Había girado la perilla del caño de la cocina y sin darme cuenta comenzó a salir cantidades exuberantes de agua, las cuales inundaron todo mi recinto… había agua por todos lados, cuando mi hermano vio me dijo -ahora si te van a matar- en efecto, pero como todo tiene solución trate de arreglarlo, use un corcho para poder toponear el agujero, pero cuando golpee con el martillo, se partió la cañería en eso una palabra salió de entre mis labios –mierda- era mi final, el agua invadía toda la cocina y me quede atónito mirando el martillo en mi mano, como un acecino después de matar a una persona.

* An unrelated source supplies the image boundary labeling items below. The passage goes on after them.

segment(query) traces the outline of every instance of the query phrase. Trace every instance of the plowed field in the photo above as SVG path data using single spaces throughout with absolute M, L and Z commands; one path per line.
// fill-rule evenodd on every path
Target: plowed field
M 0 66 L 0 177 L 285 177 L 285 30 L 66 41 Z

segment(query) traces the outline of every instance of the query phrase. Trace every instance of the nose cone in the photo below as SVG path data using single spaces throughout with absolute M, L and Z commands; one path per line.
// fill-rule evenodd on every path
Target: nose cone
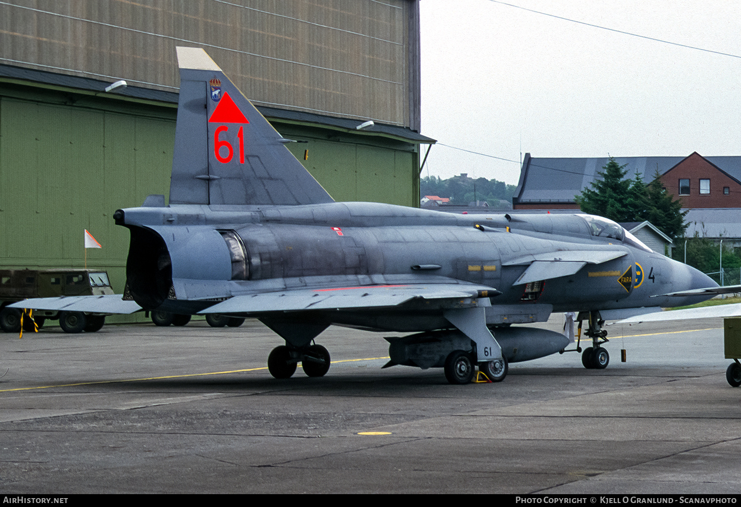
M 702 271 L 695 269 L 692 266 L 688 266 L 682 262 L 676 261 L 672 262 L 672 281 L 671 286 L 674 288 L 672 292 L 680 291 L 692 291 L 700 288 L 708 288 L 718 287 L 712 278 L 705 274 Z M 687 305 L 694 305 L 709 299 L 715 294 L 706 294 L 703 296 L 685 296 L 683 297 L 670 297 L 667 302 L 672 306 L 685 306 Z
M 687 288 L 688 290 L 706 288 L 708 287 L 719 287 L 718 284 L 715 282 L 715 280 L 700 270 L 695 269 L 692 266 L 688 266 L 687 265 L 683 265 L 687 268 L 691 276 L 690 286 Z

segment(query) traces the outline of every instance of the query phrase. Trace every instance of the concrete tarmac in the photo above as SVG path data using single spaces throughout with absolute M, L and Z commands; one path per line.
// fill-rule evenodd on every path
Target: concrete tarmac
M 282 340 L 253 320 L 0 334 L 0 492 L 741 491 L 722 321 L 609 332 L 605 370 L 571 352 L 462 386 L 382 370 L 385 335 L 342 328 L 316 339 L 326 377 L 286 380 L 265 367 Z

El agua comenzó a alcanzar una altura respetable y no me quedo más remedio que agarrar mi lavadora y navegar en ella, todo desde arriba se veía mejor, me sentía como en el gran diluvio a excepción que no tenía todo un zoológico dentro de mi embarcación. Mientras el día pasaba y me preguntaba que iba a comer entre todo el mar vi a un conocido, era el capitán Ajab que incapaz de atrapar a su presa se resignaba a cojear con su pierna de palo.
Festejando junto con el me contaba sus aventuras y como es así que llego a perder la pierna, trágico pero enfermizo resulto. Me fui muy feliz, con el estomago lleno y unos recuerdos de su barco, seguía navegando en mi pequeña lavadora de no se cuantos kilos, para mi buena suerte una sirena se acerco, pensé que eran mas bonitas lo que me llamo la atención fueron las dos cucharas que tenia en las manos y el topless que me mostraba, ella me guio hasta una cascada, ahí me pregunte pero y como voy a subir, la sirena me dijo que la cascada no bajaba, sino que subía, siguiendo sus consejos reme como loco, al llegar arriba que encontré … pues mas agua ¬¬ y a lo lejos veía alejarse ala sirena que se reía pícaramente.
Nunca llegue a reparar mi caño y tuve que llamar a un fontanero, ahora se lo difícil que es encontrar uno, las paginas amarillas no te ayudan.